Immediately following isometric warm up, participants performed 3 x 5s isometric maximal voluntary contractions (MVC). Participants were required to react to an audio prompt and were instructed to exert as much force as possible, as quickly as possible, in response to the prompt. The gap between prompts was randomized, such that participants could not anticipate their next contraction; in this way, an accurate contraction onset could be determined [45], allowing rate of torque development (RTD) to be calculated. The contraction containing the highest peak torque was designated MVC. From this contraction RTD was calculated over 0-300ms from the onset of contraction (± 2SD from baseline) using MATLAB version (R2010b) software (The MathWorks, Inc.). Participants were instructed not to hold back any effort for subsequent contractions. The same investigator provided standardized verbal commands and encouragement, to assist the participants in achieving maximal effort for every contraction; coefficient of variation was ensured to be lower than 5% across sets of 3 contractions. Impaired muscle force, in combination with impaired velocity (RTD), is considered the most appropriate indirect measure of EIMD [46].

Following determination of baseline MVC, for each leg, subjects performed a submaximal isometric muscle action following a trapezoidal template (Fig 1E and 1F).
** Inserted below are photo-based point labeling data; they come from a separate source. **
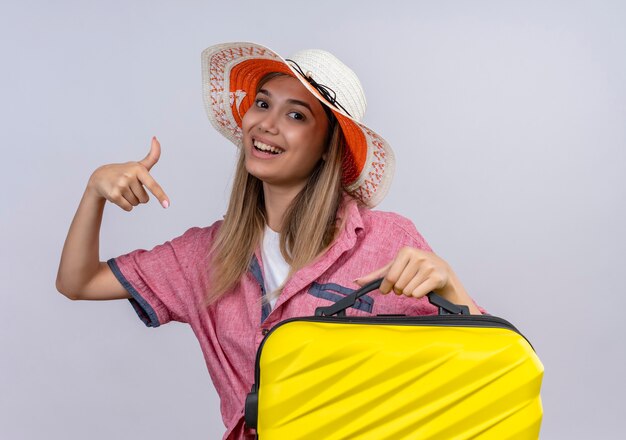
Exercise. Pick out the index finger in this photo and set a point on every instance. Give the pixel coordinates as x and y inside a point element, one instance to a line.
<point>148,181</point>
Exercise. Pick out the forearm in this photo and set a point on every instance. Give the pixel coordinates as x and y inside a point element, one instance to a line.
<point>80,258</point>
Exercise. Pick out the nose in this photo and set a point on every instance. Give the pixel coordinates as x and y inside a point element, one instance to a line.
<point>269,123</point>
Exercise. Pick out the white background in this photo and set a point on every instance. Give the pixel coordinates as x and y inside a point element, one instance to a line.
<point>508,120</point>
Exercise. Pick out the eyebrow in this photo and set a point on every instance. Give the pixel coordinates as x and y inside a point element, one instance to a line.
<point>290,101</point>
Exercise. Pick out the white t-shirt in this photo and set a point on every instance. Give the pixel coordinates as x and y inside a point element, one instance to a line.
<point>275,267</point>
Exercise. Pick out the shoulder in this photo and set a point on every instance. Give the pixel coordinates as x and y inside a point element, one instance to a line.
<point>391,225</point>
<point>196,237</point>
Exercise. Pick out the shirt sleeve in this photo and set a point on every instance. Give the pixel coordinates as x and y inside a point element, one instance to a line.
<point>158,279</point>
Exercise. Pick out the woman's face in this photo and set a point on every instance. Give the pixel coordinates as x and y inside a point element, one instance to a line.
<point>284,133</point>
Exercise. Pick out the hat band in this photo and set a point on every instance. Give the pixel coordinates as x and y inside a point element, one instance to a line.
<point>324,90</point>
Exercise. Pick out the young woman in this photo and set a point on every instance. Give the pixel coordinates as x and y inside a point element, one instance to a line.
<point>298,233</point>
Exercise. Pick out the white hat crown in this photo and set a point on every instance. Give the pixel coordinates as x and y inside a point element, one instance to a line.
<point>326,69</point>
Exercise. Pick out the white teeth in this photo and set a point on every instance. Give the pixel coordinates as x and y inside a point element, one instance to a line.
<point>264,147</point>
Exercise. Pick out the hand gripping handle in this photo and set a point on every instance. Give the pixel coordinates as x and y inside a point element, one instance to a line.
<point>339,308</point>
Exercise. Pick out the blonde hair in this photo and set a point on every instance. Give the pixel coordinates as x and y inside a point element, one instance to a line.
<point>308,224</point>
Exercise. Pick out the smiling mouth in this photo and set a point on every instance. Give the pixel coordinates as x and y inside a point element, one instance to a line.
<point>260,146</point>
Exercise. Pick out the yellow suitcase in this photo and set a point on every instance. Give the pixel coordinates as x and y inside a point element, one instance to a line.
<point>447,376</point>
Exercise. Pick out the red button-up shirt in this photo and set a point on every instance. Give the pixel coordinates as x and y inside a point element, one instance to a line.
<point>168,282</point>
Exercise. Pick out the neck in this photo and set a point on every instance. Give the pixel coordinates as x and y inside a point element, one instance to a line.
<point>277,200</point>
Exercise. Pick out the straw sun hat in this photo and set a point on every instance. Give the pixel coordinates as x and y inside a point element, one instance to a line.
<point>231,72</point>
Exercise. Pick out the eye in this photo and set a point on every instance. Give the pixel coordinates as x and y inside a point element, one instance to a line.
<point>260,103</point>
<point>296,115</point>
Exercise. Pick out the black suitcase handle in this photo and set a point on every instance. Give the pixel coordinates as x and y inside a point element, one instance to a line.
<point>339,308</point>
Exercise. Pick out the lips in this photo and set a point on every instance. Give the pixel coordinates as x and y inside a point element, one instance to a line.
<point>265,148</point>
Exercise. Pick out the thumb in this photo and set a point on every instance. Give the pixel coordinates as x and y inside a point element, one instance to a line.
<point>154,154</point>
<point>378,273</point>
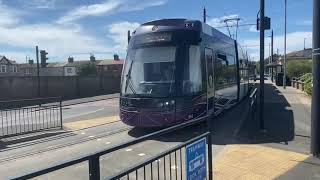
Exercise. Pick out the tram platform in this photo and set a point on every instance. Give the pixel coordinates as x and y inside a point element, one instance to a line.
<point>281,150</point>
Participants linearly increased the magnitude of isometric contraction, tracing the shape of the template, from 0–60% (of baseline MVC) for 6s, at a rate of ~10%.s-1; the contraction level was held steady at 60% for 10s, then linearly decreased from 60% - 0 at the same rate as above. Participants were instructed to completely relax the knee extensors at the start and end of each action; visual inspection of the quiescent portions before and after the signal confirmed that vastus lateralis was relaxed during these periods, and that no torque was generated. The template and output feedback trace were visible on a monitor positioned directly in front of the dynamometer. Participants were required to follow the template as closely as possible with their output trace. This contraction provided a stationary signal, sufficiently long to allow reliable decomposition of sEMG. The value of 60% of MVC was chosen, as studies have previously demonstrated force decrements of ≤40% following EIMD in knee extensors. However cross-correlation analysis of single motor units has typically been conducted using target forces <30% of MVC [47], limiting findings to motor units recruited at these lower forces. As EIMD predominantly affects higher force producing (type II) muscle fibres, it was critical to investigate MUFR responses at as high an isometric target force as possible, to permit study of a larger range of motor units.

Fig 1.

Example of raw sEMG captured concurrently on 4 channels (A—D), force output (Nm) and target (% of MVC) are also shown (in E and F, respectively). G Example of firing rate bar plot from one participant (40 motor units), vertical bars represent the firings of each motor unit. The force output trace is superimposed. Action potential shapes associated with each identified motor unit, and the results of Decompose-Synthesize-Decompose-Compare accuracy tests (%) are presented along the left vertical axis (motor units number 5, 24, 37 and 42 are absent, as they did not achieve the required accuracy %).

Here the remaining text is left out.